42Im berichtigten Feststellungsbescheid vom 15.12.2009 ist der Hinweis enthalten: „Dieser Feststellungsbescheid ist nach Ablauf der Feststellungsfrist ergangen; er ist nur für solche Steuerfestsetzungen (Folgebescheide) bedeutsam, bei denen die Festsetzungsfrist noch nicht abgelaufen ist, § 181 Abs. 5 AO“. Eine solche (abstrakte) Formulierung reicht nach ständiger Rechtsprechung aus (FG Düsseldorf, Urteil vom 03. Juni 2008 – 11 K 588/07 BG, juris; BFH, Urteil vom 17. Februar 2010 – II R 38/08; s. auch Brandis in: Tipke/Kruse, AO/FGO, 1. Aufl. 2006, 141. Lieferung 07.2015, § 181 AO, Rn. 22). Außerdem genügt es, wenn der Hinweises nach § 181 Abs. 5 Satz 2 AO in der Einspruchsentscheidung oder in einem Änderungsbescheid, der im Rahmen eines Einspruchsverfahrens ergeht, ausgesprochen wird (vgl. BFH-Urteil vom 12. Juli 2005 II R 10/04, BFH/NV 2006, 228; BFH, Urteil vom 17. Februar 2010 – II R 38/08 –, Rn. 21, juris). In einem solchen Fall bedarf es auch keines vorherigen Verböserungshinweis des Finanzamtes gemäß § 367 Abs. 2 Satz 2 AO vor der Ergänzung des Feststellungsbescheides um den Hinweis nach § 181 Abs. 5 Satz 2 AO (BFH, Urteil vom 17. Februar 2010 – II R 38/08, BFH/NV 2010, 1236).
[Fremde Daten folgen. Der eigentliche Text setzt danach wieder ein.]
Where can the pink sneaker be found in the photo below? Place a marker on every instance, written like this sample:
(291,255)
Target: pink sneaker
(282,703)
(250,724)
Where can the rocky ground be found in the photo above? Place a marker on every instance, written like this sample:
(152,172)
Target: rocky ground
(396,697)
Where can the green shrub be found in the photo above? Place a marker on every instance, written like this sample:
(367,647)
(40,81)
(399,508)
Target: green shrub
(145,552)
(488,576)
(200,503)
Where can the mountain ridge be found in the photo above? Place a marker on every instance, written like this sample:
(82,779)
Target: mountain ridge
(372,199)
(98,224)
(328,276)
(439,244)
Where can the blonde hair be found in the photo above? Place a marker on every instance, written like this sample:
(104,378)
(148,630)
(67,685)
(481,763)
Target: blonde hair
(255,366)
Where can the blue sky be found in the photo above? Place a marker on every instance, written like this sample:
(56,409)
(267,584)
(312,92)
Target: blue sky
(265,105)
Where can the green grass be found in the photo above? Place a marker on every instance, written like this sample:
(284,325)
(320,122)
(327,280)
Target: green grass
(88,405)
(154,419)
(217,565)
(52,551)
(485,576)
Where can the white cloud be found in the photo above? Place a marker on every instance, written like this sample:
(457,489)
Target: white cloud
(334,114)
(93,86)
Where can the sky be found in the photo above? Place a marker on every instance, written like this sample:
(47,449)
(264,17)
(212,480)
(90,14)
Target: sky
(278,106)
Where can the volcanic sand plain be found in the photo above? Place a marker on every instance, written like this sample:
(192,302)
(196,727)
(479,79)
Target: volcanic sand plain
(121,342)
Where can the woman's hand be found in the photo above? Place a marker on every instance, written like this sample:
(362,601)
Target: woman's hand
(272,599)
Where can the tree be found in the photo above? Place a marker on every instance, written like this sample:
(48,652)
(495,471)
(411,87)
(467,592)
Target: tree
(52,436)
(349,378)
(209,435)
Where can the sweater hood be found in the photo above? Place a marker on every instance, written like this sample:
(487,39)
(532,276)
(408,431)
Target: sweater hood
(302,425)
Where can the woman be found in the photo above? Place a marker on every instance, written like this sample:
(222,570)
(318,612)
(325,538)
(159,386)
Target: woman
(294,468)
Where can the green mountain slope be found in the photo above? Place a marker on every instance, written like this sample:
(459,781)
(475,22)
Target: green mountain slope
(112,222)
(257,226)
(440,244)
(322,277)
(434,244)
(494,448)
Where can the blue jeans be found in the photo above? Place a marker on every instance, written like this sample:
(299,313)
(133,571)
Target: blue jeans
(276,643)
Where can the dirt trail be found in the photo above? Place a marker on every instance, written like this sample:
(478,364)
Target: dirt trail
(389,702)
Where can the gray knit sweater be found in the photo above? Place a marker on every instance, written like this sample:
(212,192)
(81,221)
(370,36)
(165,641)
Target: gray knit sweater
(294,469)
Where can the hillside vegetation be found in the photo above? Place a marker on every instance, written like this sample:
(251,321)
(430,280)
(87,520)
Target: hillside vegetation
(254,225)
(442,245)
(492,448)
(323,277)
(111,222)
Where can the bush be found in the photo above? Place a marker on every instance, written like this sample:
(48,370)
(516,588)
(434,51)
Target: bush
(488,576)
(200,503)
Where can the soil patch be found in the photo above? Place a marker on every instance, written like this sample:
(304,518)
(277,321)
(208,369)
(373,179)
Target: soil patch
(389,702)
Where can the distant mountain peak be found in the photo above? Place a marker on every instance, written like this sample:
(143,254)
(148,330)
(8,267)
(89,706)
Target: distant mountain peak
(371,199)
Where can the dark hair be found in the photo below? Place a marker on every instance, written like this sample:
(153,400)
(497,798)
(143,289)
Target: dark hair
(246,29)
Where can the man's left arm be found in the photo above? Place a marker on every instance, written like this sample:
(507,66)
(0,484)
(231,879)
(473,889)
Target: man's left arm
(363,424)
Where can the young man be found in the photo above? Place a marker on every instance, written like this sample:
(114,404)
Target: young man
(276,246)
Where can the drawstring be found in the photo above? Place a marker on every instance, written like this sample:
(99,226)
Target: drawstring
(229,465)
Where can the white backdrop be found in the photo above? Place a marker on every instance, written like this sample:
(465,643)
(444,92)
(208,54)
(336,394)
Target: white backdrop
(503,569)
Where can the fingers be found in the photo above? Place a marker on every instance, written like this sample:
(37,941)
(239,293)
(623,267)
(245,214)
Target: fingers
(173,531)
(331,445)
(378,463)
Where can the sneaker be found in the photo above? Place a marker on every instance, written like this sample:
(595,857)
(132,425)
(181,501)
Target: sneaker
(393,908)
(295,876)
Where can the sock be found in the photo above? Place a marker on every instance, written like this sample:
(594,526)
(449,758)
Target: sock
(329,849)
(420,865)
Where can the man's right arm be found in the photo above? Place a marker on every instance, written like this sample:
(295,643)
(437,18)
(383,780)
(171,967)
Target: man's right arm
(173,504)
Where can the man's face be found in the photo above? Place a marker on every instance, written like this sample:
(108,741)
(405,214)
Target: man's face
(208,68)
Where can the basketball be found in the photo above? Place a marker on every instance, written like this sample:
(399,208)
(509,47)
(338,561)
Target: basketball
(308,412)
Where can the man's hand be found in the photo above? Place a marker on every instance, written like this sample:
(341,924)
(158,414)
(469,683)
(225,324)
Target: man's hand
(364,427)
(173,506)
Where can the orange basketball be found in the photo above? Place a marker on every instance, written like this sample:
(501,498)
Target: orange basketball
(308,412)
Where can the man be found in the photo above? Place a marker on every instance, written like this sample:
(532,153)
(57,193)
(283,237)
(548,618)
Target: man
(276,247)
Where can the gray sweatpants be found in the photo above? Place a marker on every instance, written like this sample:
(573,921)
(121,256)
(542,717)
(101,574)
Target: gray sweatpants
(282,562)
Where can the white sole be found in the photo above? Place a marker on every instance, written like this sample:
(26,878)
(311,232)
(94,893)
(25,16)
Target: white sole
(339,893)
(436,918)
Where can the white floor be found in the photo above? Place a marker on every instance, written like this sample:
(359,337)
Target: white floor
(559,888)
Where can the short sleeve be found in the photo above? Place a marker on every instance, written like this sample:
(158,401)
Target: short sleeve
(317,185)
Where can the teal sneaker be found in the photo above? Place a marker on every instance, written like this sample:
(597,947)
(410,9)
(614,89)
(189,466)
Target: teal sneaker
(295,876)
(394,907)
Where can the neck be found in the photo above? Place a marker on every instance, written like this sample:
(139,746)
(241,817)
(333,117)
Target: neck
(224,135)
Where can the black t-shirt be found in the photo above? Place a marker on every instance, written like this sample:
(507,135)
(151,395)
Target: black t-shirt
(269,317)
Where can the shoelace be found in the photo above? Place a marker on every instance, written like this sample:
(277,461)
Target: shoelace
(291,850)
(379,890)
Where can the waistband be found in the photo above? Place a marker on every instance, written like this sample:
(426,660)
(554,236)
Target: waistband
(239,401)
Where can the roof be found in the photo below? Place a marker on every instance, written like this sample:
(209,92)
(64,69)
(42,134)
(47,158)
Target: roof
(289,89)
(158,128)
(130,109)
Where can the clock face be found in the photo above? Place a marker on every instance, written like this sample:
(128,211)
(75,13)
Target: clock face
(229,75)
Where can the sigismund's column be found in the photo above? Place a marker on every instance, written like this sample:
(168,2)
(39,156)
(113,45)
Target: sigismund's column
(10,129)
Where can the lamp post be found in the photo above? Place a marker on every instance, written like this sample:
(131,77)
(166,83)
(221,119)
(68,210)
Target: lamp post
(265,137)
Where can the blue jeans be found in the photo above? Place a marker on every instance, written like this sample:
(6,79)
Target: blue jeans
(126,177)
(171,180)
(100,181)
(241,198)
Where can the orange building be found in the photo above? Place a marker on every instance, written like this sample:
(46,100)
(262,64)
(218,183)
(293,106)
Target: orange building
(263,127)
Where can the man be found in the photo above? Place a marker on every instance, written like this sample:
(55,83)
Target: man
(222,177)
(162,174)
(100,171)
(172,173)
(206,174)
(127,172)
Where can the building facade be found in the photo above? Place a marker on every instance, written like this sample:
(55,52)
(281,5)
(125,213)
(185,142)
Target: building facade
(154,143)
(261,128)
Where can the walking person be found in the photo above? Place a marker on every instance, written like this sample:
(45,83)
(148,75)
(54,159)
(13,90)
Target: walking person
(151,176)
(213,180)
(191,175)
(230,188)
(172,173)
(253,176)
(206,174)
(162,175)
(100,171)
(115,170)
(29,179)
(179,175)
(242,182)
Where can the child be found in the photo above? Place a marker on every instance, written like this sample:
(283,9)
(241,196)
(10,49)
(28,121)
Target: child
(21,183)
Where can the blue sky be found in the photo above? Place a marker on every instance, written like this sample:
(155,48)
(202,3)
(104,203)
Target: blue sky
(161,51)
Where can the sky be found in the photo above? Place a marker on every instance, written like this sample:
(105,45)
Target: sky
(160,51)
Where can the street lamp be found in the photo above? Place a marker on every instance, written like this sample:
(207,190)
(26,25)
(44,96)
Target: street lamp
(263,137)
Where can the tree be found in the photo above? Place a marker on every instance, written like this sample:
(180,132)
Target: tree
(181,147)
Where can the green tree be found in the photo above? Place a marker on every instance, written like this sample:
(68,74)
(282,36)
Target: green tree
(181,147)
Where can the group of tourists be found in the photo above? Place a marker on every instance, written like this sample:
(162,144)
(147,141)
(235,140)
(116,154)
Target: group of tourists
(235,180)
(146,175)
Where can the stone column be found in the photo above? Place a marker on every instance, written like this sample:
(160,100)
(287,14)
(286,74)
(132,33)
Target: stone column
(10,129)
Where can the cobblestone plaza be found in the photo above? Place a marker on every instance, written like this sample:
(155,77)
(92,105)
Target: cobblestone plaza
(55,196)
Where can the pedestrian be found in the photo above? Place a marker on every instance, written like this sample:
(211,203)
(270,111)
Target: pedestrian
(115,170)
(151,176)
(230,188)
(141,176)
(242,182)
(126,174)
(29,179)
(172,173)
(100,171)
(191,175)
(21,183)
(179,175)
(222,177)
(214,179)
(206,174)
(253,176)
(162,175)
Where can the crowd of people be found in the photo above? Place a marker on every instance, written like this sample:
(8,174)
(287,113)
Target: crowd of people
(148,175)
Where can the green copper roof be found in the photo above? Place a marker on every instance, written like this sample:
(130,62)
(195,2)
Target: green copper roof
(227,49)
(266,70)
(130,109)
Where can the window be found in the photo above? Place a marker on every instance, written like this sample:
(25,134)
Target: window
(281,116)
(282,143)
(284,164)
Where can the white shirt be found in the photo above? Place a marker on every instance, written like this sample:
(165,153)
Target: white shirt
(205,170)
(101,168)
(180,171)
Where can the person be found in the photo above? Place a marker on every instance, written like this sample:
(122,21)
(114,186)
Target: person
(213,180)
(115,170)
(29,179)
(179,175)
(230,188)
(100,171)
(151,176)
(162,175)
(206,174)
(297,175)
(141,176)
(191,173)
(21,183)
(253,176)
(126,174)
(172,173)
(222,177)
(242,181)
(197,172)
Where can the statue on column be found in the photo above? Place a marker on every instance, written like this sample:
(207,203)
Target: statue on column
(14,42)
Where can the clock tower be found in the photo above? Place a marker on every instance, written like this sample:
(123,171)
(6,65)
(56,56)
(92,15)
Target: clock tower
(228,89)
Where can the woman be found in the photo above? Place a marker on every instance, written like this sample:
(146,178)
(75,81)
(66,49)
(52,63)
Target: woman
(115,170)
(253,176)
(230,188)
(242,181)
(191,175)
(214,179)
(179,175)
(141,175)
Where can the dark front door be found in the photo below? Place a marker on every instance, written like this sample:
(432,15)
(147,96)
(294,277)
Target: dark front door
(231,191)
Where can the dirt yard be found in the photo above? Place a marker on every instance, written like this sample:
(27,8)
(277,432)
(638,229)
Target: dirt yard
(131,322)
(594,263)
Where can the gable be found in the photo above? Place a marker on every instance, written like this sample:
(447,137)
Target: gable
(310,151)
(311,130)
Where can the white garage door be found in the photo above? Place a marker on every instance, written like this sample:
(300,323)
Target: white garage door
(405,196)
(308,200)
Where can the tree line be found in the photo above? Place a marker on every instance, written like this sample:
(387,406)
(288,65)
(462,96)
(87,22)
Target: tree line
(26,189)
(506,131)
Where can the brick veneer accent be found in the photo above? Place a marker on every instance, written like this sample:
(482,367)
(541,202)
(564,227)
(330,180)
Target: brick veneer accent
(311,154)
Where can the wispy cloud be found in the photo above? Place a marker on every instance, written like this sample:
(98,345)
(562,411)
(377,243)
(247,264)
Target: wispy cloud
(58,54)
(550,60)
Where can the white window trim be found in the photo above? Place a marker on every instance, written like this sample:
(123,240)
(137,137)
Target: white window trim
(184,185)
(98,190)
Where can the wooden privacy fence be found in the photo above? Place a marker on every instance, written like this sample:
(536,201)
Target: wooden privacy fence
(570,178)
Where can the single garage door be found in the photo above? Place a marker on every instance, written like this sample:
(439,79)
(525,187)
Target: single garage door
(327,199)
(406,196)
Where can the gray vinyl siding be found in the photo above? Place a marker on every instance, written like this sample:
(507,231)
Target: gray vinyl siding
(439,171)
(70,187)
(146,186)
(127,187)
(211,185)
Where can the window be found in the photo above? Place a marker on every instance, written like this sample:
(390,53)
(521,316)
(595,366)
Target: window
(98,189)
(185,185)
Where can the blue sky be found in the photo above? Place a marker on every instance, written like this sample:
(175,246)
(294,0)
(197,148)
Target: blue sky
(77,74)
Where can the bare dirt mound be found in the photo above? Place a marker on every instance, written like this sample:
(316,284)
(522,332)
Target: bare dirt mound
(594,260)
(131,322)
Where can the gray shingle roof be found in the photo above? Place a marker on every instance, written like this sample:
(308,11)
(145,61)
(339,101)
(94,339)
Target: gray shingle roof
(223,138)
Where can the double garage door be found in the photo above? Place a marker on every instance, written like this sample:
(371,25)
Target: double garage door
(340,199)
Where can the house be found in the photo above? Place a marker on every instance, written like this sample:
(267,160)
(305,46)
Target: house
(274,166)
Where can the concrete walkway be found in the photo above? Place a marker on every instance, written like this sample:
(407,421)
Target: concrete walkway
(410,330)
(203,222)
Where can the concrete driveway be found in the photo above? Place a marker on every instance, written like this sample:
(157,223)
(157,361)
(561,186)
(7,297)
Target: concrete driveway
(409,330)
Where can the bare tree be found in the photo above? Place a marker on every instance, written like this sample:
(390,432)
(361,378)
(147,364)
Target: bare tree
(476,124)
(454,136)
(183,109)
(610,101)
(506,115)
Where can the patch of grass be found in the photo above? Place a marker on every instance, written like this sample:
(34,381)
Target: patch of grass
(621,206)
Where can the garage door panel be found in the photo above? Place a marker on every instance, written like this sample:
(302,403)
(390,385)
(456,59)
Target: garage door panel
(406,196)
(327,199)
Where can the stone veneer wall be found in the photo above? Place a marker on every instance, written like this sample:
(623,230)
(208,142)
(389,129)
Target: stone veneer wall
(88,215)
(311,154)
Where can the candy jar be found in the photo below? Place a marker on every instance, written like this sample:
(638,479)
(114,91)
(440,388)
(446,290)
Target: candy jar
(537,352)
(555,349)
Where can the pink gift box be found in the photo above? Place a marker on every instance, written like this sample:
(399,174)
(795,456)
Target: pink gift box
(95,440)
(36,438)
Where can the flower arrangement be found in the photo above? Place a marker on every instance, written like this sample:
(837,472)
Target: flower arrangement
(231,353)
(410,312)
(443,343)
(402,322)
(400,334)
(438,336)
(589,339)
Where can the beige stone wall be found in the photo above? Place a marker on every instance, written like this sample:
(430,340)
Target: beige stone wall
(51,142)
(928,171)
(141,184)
432. Die Revision war gem. § 115 Abs. 2 FGO zuzulassen, weil die für den Streitfall entscheidungserhebliche Rechtsfrage der Reichweite der Ermittlungspflicht im Zusammenhang mit dem Verzicht auf eine Steuererklärung nach Einschätzung des Gerichts noch nicht hinreichend durch den BFH geklärt ist.
44Die Kostenentscheidung beruht auf § 135 Abs. 1 Satz 1 FGO.